# Favorite movie genres?



## ZJovicic (Feb 26, 2017)

What are your favorite movie genres?

For me it's mostly drama, comedy, independent, sometimes also biography, history, romance... and also some sci-fi, when there is a good idea behind the story. Also disaster movies are always a good thrill. 

You can select more than one option, so select all that you like to a significant extent.
If you like derived genres, select all constituents, for example comedy and drama, for so called "dramedy".


----------



## Bulldog (Nov 21, 2013)

I checked them all except Family/Kids.


----------



## norman bates (Aug 18, 2010)

Western should definitely be in the list.
Animation too.
Martial arts as well probably.


I'm a big fan of horror and science fiction in particular, but also thriller and adventure. But at the end of the day what is important is the quality, more than the genre (captain obvious is here).


----------



## ZJovicic (Feb 26, 2017)

just 15 places available...


----------



## Manxfeeder (Oct 19, 2010)

Action, Comedy, Historical, Biography, Fantasy.
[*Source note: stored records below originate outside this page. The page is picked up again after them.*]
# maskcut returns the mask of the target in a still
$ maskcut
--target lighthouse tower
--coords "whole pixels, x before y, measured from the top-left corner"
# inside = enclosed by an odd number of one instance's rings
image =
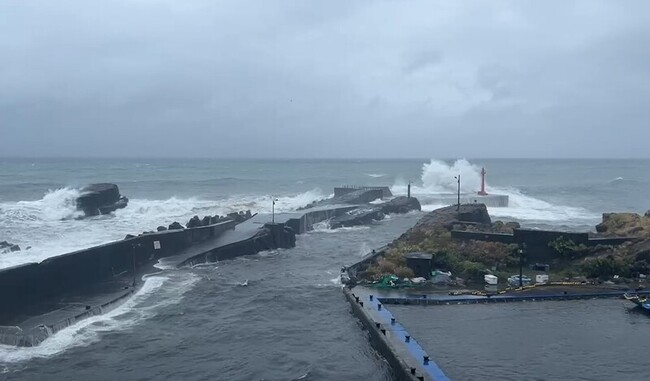
[[[481,169],[481,190],[478,191],[479,196],[487,196],[487,192],[485,191],[485,167]]]

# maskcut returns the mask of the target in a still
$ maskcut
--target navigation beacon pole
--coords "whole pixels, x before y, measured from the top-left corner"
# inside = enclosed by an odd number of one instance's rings
[[[406,191],[406,197],[411,198],[411,180],[409,180],[408,190]]]
[[[487,196],[487,192],[485,191],[485,167],[481,169],[481,190],[478,192],[479,196]]]

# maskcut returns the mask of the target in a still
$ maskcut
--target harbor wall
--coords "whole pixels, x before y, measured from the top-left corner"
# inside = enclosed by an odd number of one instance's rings
[[[57,294],[136,272],[188,246],[234,228],[234,221],[167,230],[0,270],[0,316]]]
[[[505,244],[516,243],[515,236],[512,234],[503,233],[484,233],[476,231],[465,230],[452,230],[451,238],[461,241],[487,241],[487,242],[501,242]]]

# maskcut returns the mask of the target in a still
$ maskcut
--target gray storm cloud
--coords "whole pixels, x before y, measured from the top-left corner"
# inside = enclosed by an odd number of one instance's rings
[[[647,157],[645,1],[0,2],[0,156]]]

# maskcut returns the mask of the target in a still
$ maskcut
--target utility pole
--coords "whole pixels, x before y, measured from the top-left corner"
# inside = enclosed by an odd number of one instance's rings
[[[408,190],[406,191],[406,197],[411,198],[411,180],[409,180]]]
[[[460,212],[460,173],[458,176],[454,176],[454,179],[458,180],[458,204],[456,204],[456,211]]]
Of course, any more, watching one thing for 1.5 to 2 hours is a daunting investment of time, so it has to be really compelling for me to jump in.


----------



## EddieRUKiddingVarese (Jan 8, 2013)

Glad to see there is no Musical choice.................


----------



## Rogerx (Apr 27, 2018)

Can I have comedy drama please.


----------



## Phil loves classical (Feb 8, 2017)

The Western is easily my favourite (Shane my all-time fav always). Next Horror (tie between the Wicker Man and the Shining)


----------



## Sieglinde (Oct 25, 2009)

Historical (especially jidai geki), fantasy, western, noir.


----------



## EddieRUKiddingVarese (Jan 8, 2013)

Cheaparse low budget Sci-Fi


----------



## Classicalinheart (Jun 21, 2018)

I couldn't decide between Drama and Historical but the Musicals should be there too


----------